When first approaching a single-cell RNA-seq dataset, the task can be daunting. You are faced with tens of thousands of genes (or splice variants), and as many cells or more. From here you have two possible starting points in SeqGeq:

  • Create gene sets to organize and manage parameters.
  • Gate populations of cells to define subsets.

Combined management of both your parameters and populations’ gating hierarchy will help you organize and explore your dataset with unprecedented efficiency.

Gene Sets

Most commonly, a user follows an iterative process to examine all features of their data and eventually make discoveries possible. This usually starts by creating gene sets for known cell processes or populations. These genes can then be used to produce dimensionally-reduced parameters (DRPs) and help cluster populations. SeqGeq also offers a novel Pivot function that yields a Gene view, which makes identification of differentially-expressed gene sets between populations of cells a snap.

This tool works by illustrating normalized gene expression values per population on the X and Y axes. This arrangement differs from the normal Graph window, where cells are plotted based on transcription profiles from gene sets or individual genes on the graph’s axes. This will help you to set up new gene sets while analyzing your dataset.

Analytic Gene Sets

SeqGeq workspace illustrating analytic Gene Sets defined there.

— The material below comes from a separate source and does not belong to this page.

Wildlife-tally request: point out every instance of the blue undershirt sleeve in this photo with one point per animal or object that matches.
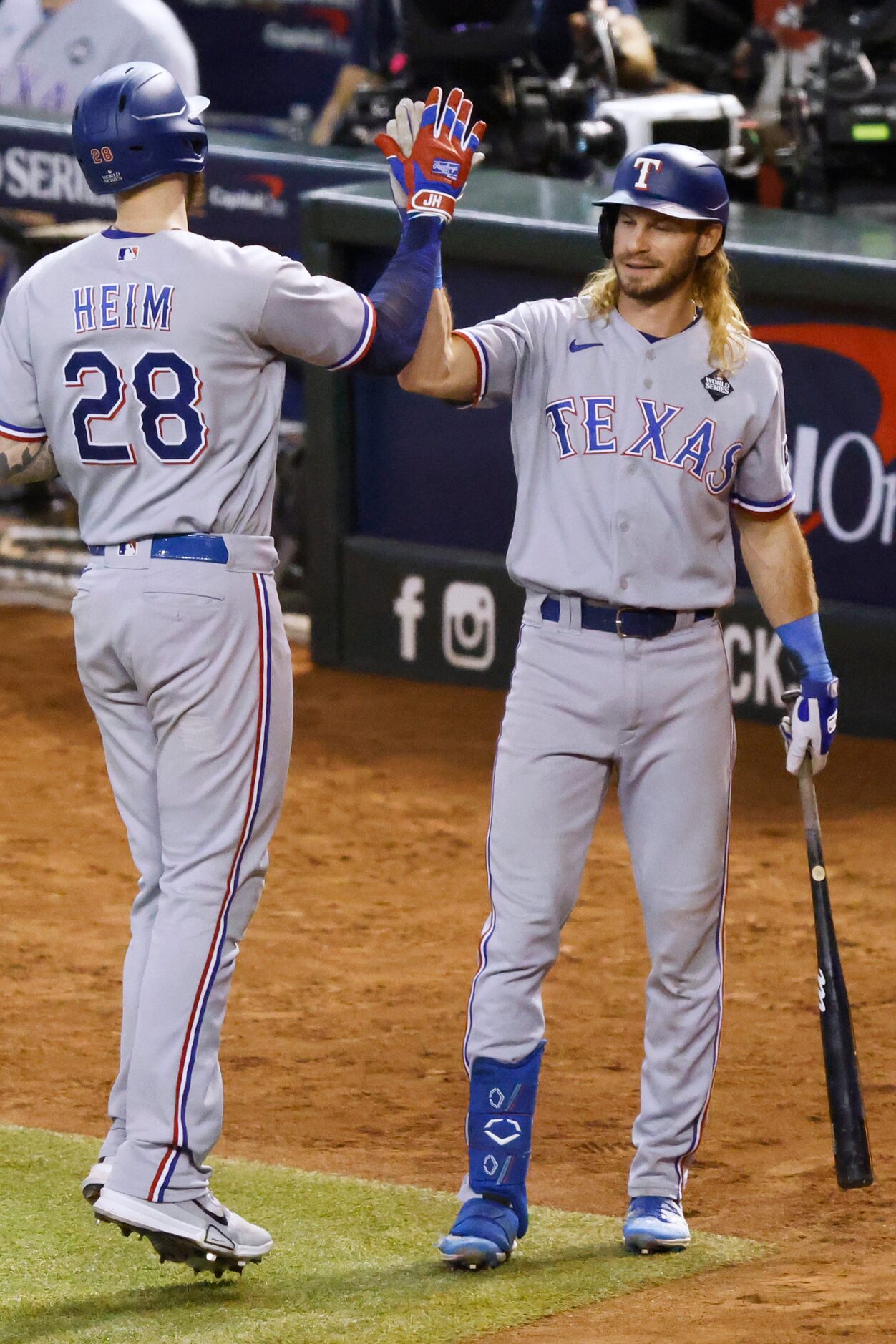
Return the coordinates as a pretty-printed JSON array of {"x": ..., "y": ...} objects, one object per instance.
[{"x": 402, "y": 296}]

Alternatively—or subsequently—you might go directly to gating subpopulations using the gene sets themselves or DRPs derived from these genes. In some cases, you may even have characterized cells by FACS, tissue resection, or imaging prior to performing RNA-seq. This will then lead to the inclusion of a categorical parameter within the dataset, allowing speedy and accurate isolation of populations based on those characteristics measured outside the RNA-seq profile. This can facilitate powerful deductions about the role of transcriptional profiles in the greater cellular landscape.


SeqGeq workspace illustrating subpopulations defined within.

Depending on your findings, you might want to begin the cycle again—performing tSNE on genes of interest from within the previously characterized populations or finding new sets of differentially-expressed genes between populations of interest. This way, each iteration should help you tease out deeper and deeper insights from your data.